See the full code and run it - TS Playground.

What's exhaustive pattern matching?

Exhaustive pattern matching is when the type system can tell if there are unhandled cases. This is useful to catch bugs at compile time instead of runtime.

In TypeScript, we can do exhaustive pattern matching in a few ways but a common one is to use the never type to declare a variable as a type that should never be hit. This way the type system will raise errors if that type could be hit during runtime (at least according to the types).

Narrowing Classes with instanceof

We can narrow on possible classes by using instanceof.

class Dog {
  speak() {
    console.log("bark");
  }
}

class Cat {
  speak() {
    console.log("Mewo");
  }
}

class Snake {
  speak() {
    console.log("Hiss");
  }
}

function matching(input: Dog | Cat | Snake): void {
  if(input instanceof Dog) {
    input.speak()
    return;
  } else if(input instanceof Cat) {
    input.speak()
    return;
  }

  const exhaustive: never = input;
  console.log(`Should not get here!
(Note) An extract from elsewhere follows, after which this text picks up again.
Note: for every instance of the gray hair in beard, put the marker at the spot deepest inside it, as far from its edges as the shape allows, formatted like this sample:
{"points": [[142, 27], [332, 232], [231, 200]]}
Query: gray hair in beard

Got ${JSON.stringify(exhaustive)}`);
}

Narrowing classes and types

We can combine these with lean type discriminators as well. Note that I had to narrow out the classes in order to reach the discriminators as before that the type system doesn't know if kind should exist on the input or not.

type NotAClass1 = {
  kind: "NotAClass1", 
  a: string;
}

type NotAClass2 = {
  kind: "NotAClass2", 
  a: string;
}

function matchingWithNoClass(input: Dog | Cat | Snake | NotAClass1 | NotAClass2): void {
  if (input instanceof Dog) {
    input.speak();
    return;
  } else if (input instanceof Cat) {
    input.speak();
    return;
  } else if (input instanceof Snake) {
    input.speak();
    return;
  } else if (input.kind === "NotAClass1") {
    console.log(`NotAClass1: ${input.a}`);
    return;
  }
  // } else if (input.kind === "NotAClass2") {
  //   console.log(`NotAClass2: ${input.a}`);
  //   return;
  // }

  const exhaustive: never = input;
  console.log(`Should not get here! Got ${JSON.stringify(exhaustive)}`);
}

Next

So now you know - you can discriminate classes ergonomically in TS.